3. **No server-side token revocation.** Tokens are stateless (verified by HMAC). Once issued, a token is valid until it expires. Short TTL (5 min default) mitigates this.

4. **JavaScript validation is sync only.** `validate_javascript_code` is synchronous (no async variant). The derive macro handles this transparently — the generated async handler calls the sync method without `.await`.

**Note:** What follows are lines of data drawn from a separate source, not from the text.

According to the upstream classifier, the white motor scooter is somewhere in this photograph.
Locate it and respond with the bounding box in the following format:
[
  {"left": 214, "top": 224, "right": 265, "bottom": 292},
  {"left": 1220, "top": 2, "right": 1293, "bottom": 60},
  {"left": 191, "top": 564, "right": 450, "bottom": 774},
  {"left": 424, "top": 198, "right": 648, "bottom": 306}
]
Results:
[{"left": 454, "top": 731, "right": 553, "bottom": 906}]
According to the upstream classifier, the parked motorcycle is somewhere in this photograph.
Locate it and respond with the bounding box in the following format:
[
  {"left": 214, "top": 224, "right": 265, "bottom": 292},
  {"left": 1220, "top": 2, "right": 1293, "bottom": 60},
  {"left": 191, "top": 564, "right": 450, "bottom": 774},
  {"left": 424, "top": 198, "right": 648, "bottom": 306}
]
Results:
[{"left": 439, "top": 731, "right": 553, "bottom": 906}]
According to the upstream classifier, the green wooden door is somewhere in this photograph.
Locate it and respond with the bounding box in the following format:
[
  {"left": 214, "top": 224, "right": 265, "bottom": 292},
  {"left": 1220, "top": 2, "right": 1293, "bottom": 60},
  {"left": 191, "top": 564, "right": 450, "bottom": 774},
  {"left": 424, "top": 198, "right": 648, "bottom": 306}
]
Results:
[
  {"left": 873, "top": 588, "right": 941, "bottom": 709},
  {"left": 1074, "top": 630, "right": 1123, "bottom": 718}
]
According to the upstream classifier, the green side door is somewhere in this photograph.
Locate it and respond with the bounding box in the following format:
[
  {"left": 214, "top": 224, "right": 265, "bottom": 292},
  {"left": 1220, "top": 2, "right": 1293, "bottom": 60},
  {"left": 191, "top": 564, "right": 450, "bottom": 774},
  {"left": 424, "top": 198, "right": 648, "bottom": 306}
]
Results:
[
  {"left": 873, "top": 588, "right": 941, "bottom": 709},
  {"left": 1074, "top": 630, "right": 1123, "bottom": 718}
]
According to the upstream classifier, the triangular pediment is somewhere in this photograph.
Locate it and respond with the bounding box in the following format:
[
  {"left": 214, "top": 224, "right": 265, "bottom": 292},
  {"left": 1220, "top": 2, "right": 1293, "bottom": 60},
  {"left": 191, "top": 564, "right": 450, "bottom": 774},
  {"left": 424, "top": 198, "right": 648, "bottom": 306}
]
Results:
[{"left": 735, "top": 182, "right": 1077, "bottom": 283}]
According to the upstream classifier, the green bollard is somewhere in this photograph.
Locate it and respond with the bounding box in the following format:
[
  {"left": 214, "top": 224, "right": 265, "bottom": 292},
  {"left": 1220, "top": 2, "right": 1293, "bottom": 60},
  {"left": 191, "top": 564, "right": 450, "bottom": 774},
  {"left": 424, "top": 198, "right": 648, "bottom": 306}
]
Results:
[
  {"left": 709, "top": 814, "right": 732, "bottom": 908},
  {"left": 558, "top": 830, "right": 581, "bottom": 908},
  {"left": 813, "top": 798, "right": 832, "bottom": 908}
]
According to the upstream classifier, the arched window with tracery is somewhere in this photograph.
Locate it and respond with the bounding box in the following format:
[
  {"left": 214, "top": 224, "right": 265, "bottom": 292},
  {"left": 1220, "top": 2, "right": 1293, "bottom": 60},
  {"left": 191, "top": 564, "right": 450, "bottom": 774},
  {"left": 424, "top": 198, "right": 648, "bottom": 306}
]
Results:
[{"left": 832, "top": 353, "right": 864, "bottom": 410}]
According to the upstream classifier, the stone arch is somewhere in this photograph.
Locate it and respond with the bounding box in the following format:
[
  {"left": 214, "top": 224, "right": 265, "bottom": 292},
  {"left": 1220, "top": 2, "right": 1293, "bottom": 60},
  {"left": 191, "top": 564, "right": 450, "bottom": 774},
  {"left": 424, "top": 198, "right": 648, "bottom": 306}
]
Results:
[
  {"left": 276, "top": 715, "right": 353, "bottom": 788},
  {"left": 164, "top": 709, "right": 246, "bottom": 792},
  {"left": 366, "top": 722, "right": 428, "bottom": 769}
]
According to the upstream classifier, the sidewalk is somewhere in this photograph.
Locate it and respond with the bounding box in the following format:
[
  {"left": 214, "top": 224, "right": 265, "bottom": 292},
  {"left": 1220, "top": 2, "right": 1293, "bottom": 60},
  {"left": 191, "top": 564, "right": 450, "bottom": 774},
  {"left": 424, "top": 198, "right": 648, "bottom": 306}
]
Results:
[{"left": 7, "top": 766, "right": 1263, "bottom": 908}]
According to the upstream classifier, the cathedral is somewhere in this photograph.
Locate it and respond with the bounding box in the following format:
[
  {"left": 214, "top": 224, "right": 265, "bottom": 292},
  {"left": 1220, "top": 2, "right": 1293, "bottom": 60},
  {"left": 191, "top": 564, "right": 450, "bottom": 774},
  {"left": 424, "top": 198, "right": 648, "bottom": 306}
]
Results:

5. **SQL and MCP validators are stub.** The `validate_sql_query` and `validate_mcp_composition` methods require their respective feature flags. These validators are being implemented — the derive macro dispatch is ready.

## Crate Dependencies

Minimal in the default feature set:

```
graphql-parser 0.4    — GraphQL parsing (pure Rust, no proc macros)
hmac 0.13 + sha2 0.11 — HMAC-SHA256 token signing
secrecy 0.10          — Secret memory management
zeroize 1.8           — Memory zeroing on drop
chrono 0.4            — Token timestamps
hex 0.4               — Hash encoding
base64 0.22           — Token encoding
serde + serde_json    — Serialization
thiserror             — Error types
async-trait           — Async trait support
```

The `cedar` feature adds `cedar-policy 4.9` (~3MB). The `openapi-code-mode` feature adds SWC.

## Running the Example

```bash
cargo run --example s41_code_mode_graphql --features full
```

This demonstrates the full validate -> approve -> execute round trip, including a rejection path for blocked mutations.

## Feedback Welcome

This is a pre-1.0 API. Key areas where we'd like team input:

- **Standard adapters** — does `JsCodeExecutor`/`SdkCodeExecutor`/`McpCodeExecutor` cover your execution pattern, or do you need a different adapter shape?
- **Variables forwarding** — the adapters pass `variables` as the `args` variable in JS plans. Does your server need a different variable binding strategy?
- **Derive macro ergonomics** — are the fixed field names (`code_mode_config`, `token_secret`, etc.) workable, or do you need attribute-based field mapping?
- **`context_from` pattern** — does returning `ValidationContext` from a sync method work for your auth integration, or do you need an async version?
- **SQL validation** — what SQL dialects do you need? Parameterized queries, prepared statements, or raw SQL only?
- **MCP composition** — what should `validate_mcp_composition` check? Schema compatibility, tool existence, or structural validation?
- **Policy evaluation** — any use cases beyond Cedar and AVP?

File issues or discuss in the `#pmcp-sdk` channel.